None of the nonsense

What you’ll need:

  • 1-1 1/2 lbs firm white fish, halibut or cod both work beautifully, cut into 2-3 inch pieces

  • Flour

  • 1 avocado for topping

  • 2 limes

  • Canola oil

  • Tortillas

  • Queso (optional)

The batter

  • 12 oz can of light beer

  • 1 cup of flour

  • 1 8oz canister of plain panko

  • 2 tablespoons cornstarch

  • 1 teaspoon salt

  • 1 teaspoon garlic powder (x2)

  • 1/2 teaspoon onion power (x2)

  • 1/2 teaspoons cayenne (I used smoked but regular is fine) (x2)

  • Pinch of red pepper flakes

The slaw

  • 2 cups shredded cabbage (I used store-bought slaw blend)

  • 1/3 cup rice wine vinegar

  • Juice of a lime

  • Zest of half a lime

  • 2-3 tablespoons chopped cilantro

  • 1 tablespoon white sugar

  • 1 tablespoon canola or veggie oil

  • 1 tablespoon zested/micoplaned jalapeno

  • 1/4 teaspoon salt

  • Pinch of red pepper flakes

The crema

  • 1/2 cup sour cream

  • Juice of half a lime

  • 1-2 teaspoons zested/micoplaned jalapeno

  • ~1 teaspoon water (add small amounts until desired texture)

  • Pinch of salt

The process:

The fish

Ensure fish is dry, frozen or fresh, pat dry with a paper towel. Once dried, sprinkle salt and pepper on fish and then sprinkle flour on all surfaces of fish, about 1/4 of a cup.

Next, create your batter. Mix the flour, corn starch, salt, garlic powder, onion powder, cayenne and red pepper flakes together in a bowl. Once mixed, slowly add in the beer and whisk until smooth. In a separate bowl, combine the canister of panko and again add garlic power, onion powder and cayenne, mix until incorporated.
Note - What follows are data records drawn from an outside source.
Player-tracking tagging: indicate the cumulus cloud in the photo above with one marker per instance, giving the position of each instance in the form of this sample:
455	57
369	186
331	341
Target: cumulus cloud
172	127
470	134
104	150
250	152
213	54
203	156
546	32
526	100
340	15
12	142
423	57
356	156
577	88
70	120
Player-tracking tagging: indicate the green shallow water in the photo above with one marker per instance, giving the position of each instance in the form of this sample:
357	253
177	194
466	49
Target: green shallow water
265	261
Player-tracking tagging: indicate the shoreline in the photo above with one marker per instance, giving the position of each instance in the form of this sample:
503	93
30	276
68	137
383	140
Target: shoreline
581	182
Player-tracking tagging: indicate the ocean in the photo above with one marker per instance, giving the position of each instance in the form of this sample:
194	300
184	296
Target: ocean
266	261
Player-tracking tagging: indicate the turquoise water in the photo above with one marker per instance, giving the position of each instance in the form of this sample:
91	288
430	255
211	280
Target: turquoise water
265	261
Flavors are developed in layers, this recipe is no exception.

Coat the fish in the liquid batter, remove and allow excess to drip off for a second, then dip into the panko to cover. Repeat until all fish is coated. In a heavy bottomed, deep pan, add ~2 inches of oil and heat to around 300f or when you can drop batter into the oil and it immediately bubbles. Add fish, laying it in the oil away from you always to avoid splash back. Cook 3-4 minutes per side or until golden brown and crispy.
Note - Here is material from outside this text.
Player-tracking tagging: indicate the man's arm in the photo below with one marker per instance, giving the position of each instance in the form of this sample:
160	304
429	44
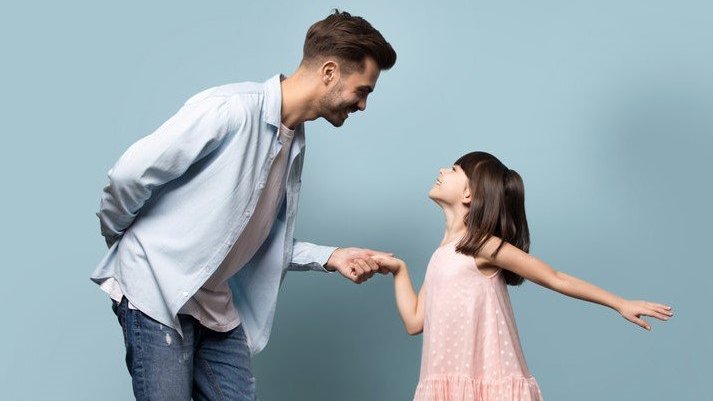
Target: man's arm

Once cooked, remove fish from the oil and place on a cooling rack. Repeat these steps in batches until all fish is cooked.

Meanwhile, create the slaw. Combine all ingredients except for the cabbage in a small bowl. Zesting the jalapeno allows for a nice fresh kick in the slaw without it being overwhelming. Once mixed, drizzle over cabbage until desired dressing is reached, stir to combine. This will not be super saturated, that would take away from the texture of the cabbage itself.

The final component is the crema. Add the sour cream to a bowl and mix in zested jalapeno, lime and salt. Mis together and add only enough water to make it just barely runny.

Finally, assemble your beautiful tacos! You can brown your tortillas on the stove for some added tasty detail . Pile your fish on the tortilla, top with slaw, queso if using, avocado (you could always add tomatoes too!), and then drizzle that gorgeous crema and squeeze some quartered limes on top, et voila! Enjoy!